I'm not posting any pictures (an extreme rarity, you'll probably find) because I didn't want to lug my 35 mm out to the farm (and possibly fry its innards if I screwed up) and my cellphone only took ok shots.  We've already marked April 8, 2024 for the next total eclipse passing up through TX, AR, Carbondale, IL, Indianapolis and out through Maine.  Totality is SO worth it to experience, even vs 95%.

Yosemite

Wow!  Our eldest son was married at Rush Creek Lodge just outside of the park's edge because he wanted to share the beauty of the Park that he had fallen in love with (along with his new wife).  No wonder they love it.  Adjectives I'd use to describe it include gorgeous, jaw-dropping, amazing, stunning... The vistas were so expansive that photos just can't do them justice.  

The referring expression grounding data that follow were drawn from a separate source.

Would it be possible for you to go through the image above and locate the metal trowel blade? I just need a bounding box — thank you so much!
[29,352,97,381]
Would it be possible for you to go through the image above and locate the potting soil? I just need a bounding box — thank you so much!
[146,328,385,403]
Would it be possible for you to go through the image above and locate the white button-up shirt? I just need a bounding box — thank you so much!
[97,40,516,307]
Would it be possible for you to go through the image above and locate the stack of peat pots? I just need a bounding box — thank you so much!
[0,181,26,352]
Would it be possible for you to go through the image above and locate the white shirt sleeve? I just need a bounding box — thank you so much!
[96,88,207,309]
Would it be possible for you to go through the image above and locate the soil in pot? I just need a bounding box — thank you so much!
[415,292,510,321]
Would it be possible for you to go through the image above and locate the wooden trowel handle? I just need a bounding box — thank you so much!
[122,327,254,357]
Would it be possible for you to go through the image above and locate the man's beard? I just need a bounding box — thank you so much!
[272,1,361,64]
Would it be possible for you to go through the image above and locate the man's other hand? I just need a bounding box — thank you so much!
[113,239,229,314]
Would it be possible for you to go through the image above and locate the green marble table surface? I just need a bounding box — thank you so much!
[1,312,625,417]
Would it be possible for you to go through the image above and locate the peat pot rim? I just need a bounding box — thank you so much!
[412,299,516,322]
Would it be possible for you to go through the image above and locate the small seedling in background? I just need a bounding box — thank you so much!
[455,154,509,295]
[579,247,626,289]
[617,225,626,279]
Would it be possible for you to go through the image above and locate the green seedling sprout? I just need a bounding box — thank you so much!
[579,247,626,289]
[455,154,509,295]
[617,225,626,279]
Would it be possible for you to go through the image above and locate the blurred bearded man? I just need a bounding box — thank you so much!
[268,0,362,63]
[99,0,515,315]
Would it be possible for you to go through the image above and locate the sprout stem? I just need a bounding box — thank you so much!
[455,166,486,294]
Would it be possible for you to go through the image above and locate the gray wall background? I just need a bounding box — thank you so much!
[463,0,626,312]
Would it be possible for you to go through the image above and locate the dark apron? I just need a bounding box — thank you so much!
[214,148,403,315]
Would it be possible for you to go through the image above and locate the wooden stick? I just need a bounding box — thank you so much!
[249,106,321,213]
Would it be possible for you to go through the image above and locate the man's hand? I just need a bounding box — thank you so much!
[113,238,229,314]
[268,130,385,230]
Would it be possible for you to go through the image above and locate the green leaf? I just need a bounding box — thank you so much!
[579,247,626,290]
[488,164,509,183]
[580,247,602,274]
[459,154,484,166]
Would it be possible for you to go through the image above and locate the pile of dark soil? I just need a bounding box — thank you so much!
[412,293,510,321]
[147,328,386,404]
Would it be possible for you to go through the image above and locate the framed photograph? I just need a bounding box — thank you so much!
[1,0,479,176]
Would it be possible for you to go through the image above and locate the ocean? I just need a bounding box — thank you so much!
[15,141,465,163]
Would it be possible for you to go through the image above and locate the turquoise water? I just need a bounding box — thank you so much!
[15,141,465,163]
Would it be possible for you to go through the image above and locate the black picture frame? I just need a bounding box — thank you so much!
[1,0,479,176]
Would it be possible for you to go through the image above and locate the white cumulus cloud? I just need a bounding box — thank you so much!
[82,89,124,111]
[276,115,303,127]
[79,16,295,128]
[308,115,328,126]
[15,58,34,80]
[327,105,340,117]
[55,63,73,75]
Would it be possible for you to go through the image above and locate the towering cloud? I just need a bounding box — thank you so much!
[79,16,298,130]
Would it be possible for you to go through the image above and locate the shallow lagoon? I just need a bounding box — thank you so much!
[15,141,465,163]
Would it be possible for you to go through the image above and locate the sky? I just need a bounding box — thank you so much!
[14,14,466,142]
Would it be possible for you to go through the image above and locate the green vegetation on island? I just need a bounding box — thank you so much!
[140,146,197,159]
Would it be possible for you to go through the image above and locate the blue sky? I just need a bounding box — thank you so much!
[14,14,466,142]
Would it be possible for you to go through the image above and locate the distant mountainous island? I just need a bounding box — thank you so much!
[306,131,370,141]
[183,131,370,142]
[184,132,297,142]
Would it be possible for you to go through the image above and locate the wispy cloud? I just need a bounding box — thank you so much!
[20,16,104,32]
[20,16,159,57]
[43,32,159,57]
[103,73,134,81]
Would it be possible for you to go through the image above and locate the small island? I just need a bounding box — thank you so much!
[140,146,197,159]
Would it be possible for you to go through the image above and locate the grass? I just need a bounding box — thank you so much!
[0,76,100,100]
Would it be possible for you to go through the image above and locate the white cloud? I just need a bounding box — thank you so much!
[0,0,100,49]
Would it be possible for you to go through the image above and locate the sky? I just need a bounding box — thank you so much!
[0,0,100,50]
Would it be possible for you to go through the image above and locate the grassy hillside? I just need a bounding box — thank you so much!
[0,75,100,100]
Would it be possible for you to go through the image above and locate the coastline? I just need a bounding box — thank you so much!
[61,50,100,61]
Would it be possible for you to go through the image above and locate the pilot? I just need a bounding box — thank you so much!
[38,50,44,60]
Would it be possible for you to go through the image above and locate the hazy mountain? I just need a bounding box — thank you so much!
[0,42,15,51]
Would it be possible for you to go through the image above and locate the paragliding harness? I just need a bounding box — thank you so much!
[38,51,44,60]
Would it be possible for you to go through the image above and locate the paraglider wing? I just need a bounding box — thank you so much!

We hiked up the Mist Trail and back down the John Muir Trail which totaled 8 miles, and included elevation gain of 3000 feet!  Ouch.  To the top of Vernal Falls, we gained 1000 feet including 600 granite steps.  This was a brutal push continually upward, unfortunately along with a crowd of people.  The steps were slippery due to the namesake "mist" from the falls, but our trusty hiking boots didn't fail us.  

Vernal Falls

Vernal Falls

Back down the valley where we'd just come (note the rainbow)

Back down the valley where we'd just come (note the rainbow)

Nevada Falls

Nevada Falls

Then - onward and upward - ANOTHER 2000 feet up to the top of Nevada Falls.  O.M.G.  Near the end of the trail to the top, I was stopping every "flight" of steps or so, to pant and let my heart rate slow down to "just" racing.  I kept thinking "this isn't even close to what it'll be like to hike to Machu Picchu at 10,000+ feet altitude".  I came to resent the 10 lb pack I was carrying for my camera, telephoto lens, and water.

Once we were on "top of the world" (!), all the sweat, screaming muscles and panting were quickly forgotten as the mind boggling views opened up before us.  The top of Nevada Falls was unbelievably narrow.  The pictures we got of the falls as we walked away down the John Muir Trail revealed the magnitude of what we'd done and where we'd been.